This reversal in AstraZeneca Canada Inc. v. Apotex, Inc. is particularly disconcerting because Canada had just won an investor-state arbitration award in the long awaited Eli Lilly v. Canada case upholding its more stringent promise/utility doctrine that had been used successfully to overturn two dozen secondary patents, particularly those claiming new uses of known medicines, where patent claimants failed to present evidence in support of the prediction of therapeutic benefit promised in their patent applications.

Thus Canada's Supreme Court has inexplicably thrown away the government's earlier victory, and undermined the country's more rigorous approach to granting pharma patents. Writing for infojustice.org, Brook K. Baker believes this stunning capitulation is a result of unremitting bullying from the US:

Canada had been under intense pressure from the US, which had placed Canada on its Special 301 Watch List for five years threatening that the promise/utility doctrine unreasonably harmed Big Pharma in the US and from the pharmaceutical industry itself which claimed that the doctrine violated global patentability criteria. President Trump's hardball campaign promise to rewrite or leave the North American Free Trade Agreement because of its failure to adequately protect US intellectual property interests may also have played a role. Likewise, President Trump's more recent assertions that US payers are unreasonably subsidizing biomedical research and development because other countries, like Canada, are paying lower prices for innovator medicines than insurers and other payers in the US may also have increased pressure on the Court.
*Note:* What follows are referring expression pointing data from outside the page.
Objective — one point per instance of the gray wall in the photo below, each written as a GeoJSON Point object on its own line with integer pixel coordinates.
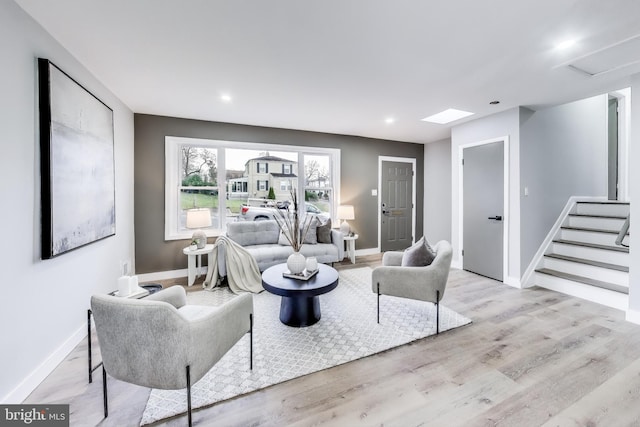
{"type": "Point", "coordinates": [563, 153]}
{"type": "Point", "coordinates": [359, 158]}
{"type": "Point", "coordinates": [437, 190]}
{"type": "Point", "coordinates": [44, 303]}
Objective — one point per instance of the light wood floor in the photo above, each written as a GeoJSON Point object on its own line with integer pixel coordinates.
{"type": "Point", "coordinates": [530, 358]}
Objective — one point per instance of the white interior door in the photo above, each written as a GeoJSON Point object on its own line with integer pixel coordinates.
{"type": "Point", "coordinates": [483, 209]}
{"type": "Point", "coordinates": [396, 205]}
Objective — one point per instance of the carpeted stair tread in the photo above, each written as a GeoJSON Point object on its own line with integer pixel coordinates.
{"type": "Point", "coordinates": [593, 230]}
{"type": "Point", "coordinates": [589, 262]}
{"type": "Point", "coordinates": [599, 216]}
{"type": "Point", "coordinates": [585, 280]}
{"type": "Point", "coordinates": [592, 245]}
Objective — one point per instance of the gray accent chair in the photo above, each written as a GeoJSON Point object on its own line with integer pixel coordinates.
{"type": "Point", "coordinates": [161, 342]}
{"type": "Point", "coordinates": [418, 283]}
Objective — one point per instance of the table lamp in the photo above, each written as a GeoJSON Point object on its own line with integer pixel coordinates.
{"type": "Point", "coordinates": [199, 218]}
{"type": "Point", "coordinates": [345, 212]}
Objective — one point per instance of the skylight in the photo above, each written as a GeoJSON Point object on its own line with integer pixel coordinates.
{"type": "Point", "coordinates": [447, 116]}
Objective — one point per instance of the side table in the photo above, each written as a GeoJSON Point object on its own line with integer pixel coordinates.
{"type": "Point", "coordinates": [194, 263]}
{"type": "Point", "coordinates": [151, 288]}
{"type": "Point", "coordinates": [351, 247]}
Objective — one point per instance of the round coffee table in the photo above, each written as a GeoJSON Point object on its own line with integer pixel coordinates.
{"type": "Point", "coordinates": [300, 305]}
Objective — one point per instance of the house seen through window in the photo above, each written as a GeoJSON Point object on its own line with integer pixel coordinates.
{"type": "Point", "coordinates": [223, 175]}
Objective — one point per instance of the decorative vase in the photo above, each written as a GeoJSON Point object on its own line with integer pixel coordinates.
{"type": "Point", "coordinates": [312, 264]}
{"type": "Point", "coordinates": [296, 263]}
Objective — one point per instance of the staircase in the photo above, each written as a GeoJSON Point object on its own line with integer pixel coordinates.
{"type": "Point", "coordinates": [583, 259]}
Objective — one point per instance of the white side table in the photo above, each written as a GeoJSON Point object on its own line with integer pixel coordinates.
{"type": "Point", "coordinates": [194, 261]}
{"type": "Point", "coordinates": [351, 247]}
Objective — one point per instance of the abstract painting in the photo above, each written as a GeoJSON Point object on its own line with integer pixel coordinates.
{"type": "Point", "coordinates": [76, 163]}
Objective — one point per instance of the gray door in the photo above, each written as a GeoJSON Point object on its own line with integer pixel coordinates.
{"type": "Point", "coordinates": [483, 205]}
{"type": "Point", "coordinates": [613, 149]}
{"type": "Point", "coordinates": [396, 206]}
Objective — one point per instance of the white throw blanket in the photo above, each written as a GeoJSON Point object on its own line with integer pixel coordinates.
{"type": "Point", "coordinates": [243, 273]}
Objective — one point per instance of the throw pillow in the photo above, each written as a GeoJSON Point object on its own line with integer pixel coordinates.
{"type": "Point", "coordinates": [323, 232]}
{"type": "Point", "coordinates": [418, 255]}
{"type": "Point", "coordinates": [311, 236]}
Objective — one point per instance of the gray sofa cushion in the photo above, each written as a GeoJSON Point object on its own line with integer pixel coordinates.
{"type": "Point", "coordinates": [272, 253]}
{"type": "Point", "coordinates": [247, 233]}
{"type": "Point", "coordinates": [323, 232]}
{"type": "Point", "coordinates": [418, 255]}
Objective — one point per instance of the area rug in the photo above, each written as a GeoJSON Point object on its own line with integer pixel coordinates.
{"type": "Point", "coordinates": [347, 331]}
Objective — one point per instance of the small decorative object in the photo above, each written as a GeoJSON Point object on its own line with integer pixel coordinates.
{"type": "Point", "coordinates": [296, 263]}
{"type": "Point", "coordinates": [294, 229]}
{"type": "Point", "coordinates": [304, 275]}
{"type": "Point", "coordinates": [312, 264]}
{"type": "Point", "coordinates": [124, 286]}
{"type": "Point", "coordinates": [199, 218]}
{"type": "Point", "coordinates": [345, 212]}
It's really sad to see the Canadian court kowtowing like this, undermining its own independence and moral authority in the process. Weaker patents will lead to the Canadian taxpayer paying higher prices for less-effective drugs. Worst of all, the Big Pharma bullies, aided and abetted by a newly-aggressive US government indifferent to other countries' health problems, will be encouraged to push for even more patent protection all around the world. That will lead not just to higher prices, but to more suffering and avoidable deaths, as crucial medicines become unaffordable for poorer patients.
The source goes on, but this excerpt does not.